Rico Rodriguez è tornato, più tamarro e spaccone che mai. Il suo nome oramai è scolpito a suon di cannonate nell’olimpo videoludico degli eroi duri a morire, e anche Just Cause 4 contribuisce a questo mito portandoci un altro gioco che fa del sandbox e dell’esperienza distruttiva il suo punto forte. L’isola di Solís è spettacolare da vedere e da spaccare, ma la trama dell’ultimo lavoro di Avalanche Studios fallisce nell’essere interessante e coinvolgente. Ancora una volta quindi ci troviamo di fronte a un titolo che fa del gameplay il punto di interesse primario per il giocatore, che troverà nel caos “a mente zero” di Just Cause 4 un valido passatempo per una ventina di ore.
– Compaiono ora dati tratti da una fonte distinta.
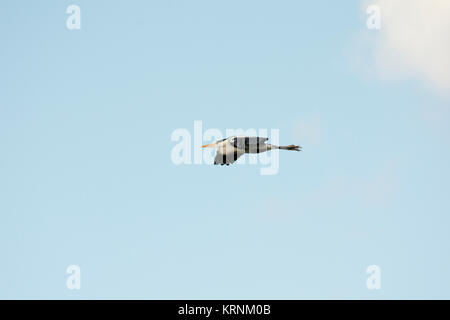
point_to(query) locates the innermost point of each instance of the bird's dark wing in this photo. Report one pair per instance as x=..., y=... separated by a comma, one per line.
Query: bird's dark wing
x=245, y=143
x=227, y=158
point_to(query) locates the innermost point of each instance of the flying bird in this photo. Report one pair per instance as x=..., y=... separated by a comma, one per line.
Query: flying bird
x=231, y=148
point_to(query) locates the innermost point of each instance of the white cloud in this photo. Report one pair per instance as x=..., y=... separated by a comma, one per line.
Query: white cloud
x=414, y=41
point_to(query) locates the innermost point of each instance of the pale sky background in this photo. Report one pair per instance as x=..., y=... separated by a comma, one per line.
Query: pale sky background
x=86, y=176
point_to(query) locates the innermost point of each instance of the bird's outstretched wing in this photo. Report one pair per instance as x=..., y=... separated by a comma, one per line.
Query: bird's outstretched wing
x=245, y=143
x=227, y=158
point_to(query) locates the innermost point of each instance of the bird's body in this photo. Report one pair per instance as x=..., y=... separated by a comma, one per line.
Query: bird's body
x=230, y=149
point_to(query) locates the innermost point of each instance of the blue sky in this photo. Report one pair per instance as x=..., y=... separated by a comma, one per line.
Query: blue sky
x=86, y=176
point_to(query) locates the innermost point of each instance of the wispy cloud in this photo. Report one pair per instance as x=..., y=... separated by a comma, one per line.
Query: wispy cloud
x=413, y=42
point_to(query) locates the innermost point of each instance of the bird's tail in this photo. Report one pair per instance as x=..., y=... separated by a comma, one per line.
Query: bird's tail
x=290, y=147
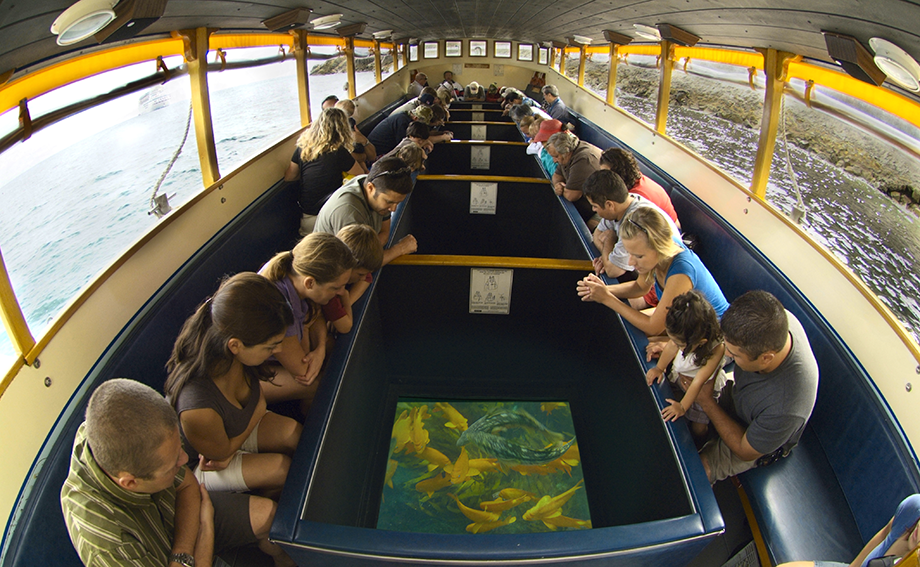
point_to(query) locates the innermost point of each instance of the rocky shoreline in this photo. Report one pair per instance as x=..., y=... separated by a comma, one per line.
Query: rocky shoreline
x=890, y=169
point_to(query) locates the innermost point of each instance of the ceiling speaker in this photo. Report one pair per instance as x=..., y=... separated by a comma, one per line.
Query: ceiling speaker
x=131, y=18
x=853, y=57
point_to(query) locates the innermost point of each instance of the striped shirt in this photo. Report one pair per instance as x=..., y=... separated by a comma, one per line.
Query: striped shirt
x=111, y=526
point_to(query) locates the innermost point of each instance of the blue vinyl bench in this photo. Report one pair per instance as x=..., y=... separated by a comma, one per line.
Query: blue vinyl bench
x=38, y=535
x=852, y=467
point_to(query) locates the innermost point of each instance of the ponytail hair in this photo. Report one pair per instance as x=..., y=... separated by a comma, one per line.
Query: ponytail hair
x=319, y=255
x=691, y=319
x=247, y=307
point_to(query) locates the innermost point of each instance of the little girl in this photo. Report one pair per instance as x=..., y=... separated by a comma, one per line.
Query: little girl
x=697, y=349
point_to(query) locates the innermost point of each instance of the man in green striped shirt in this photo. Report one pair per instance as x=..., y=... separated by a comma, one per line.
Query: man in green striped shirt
x=129, y=498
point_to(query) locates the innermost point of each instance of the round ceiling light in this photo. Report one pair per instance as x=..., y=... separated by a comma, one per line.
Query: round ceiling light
x=647, y=32
x=900, y=67
x=326, y=22
x=82, y=20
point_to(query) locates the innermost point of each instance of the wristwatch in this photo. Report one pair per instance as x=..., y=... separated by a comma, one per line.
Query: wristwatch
x=183, y=559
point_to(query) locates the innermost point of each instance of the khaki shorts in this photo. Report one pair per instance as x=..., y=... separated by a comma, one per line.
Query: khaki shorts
x=722, y=462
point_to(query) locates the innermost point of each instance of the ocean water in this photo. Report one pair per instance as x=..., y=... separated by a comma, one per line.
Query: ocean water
x=442, y=479
x=76, y=194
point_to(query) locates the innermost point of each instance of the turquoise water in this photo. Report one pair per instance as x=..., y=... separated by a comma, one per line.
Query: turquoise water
x=441, y=480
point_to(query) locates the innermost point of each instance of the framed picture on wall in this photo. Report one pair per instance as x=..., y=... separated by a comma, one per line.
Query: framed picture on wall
x=525, y=52
x=478, y=48
x=453, y=48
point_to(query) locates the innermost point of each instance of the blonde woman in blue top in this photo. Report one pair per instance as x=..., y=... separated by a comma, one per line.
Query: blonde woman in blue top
x=659, y=260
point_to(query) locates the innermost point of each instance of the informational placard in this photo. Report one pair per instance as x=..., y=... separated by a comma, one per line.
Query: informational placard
x=483, y=197
x=490, y=291
x=480, y=157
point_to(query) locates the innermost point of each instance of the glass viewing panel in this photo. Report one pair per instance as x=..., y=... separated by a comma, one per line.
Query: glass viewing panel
x=76, y=194
x=252, y=108
x=483, y=466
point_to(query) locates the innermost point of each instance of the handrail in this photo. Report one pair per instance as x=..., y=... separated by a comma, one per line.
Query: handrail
x=499, y=178
x=488, y=142
x=493, y=262
x=508, y=123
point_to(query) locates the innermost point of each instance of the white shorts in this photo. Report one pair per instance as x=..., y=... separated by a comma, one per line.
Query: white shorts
x=231, y=478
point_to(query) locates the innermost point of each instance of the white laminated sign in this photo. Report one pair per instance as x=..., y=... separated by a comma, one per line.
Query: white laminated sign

Peccato per un comparto tecnico da montagne russe: si passa dalle vette che l’Apex Engine raggiunge gestendo il crollo di interi edifici sotto tempeste e fulmini, ai bassi relativi alle texture e ai modelli dei personaggi che mi hanno fatto storcere il naso più e più volte. Di cose da fare a Solís ce ne sono tante, ma la ripetitività è sempre dietro l’angolo e alla fin fine vi costringerà al classico giro in volo per spaccare tutto. Ma d’altronde questo è Just Cause, e va anche bene così.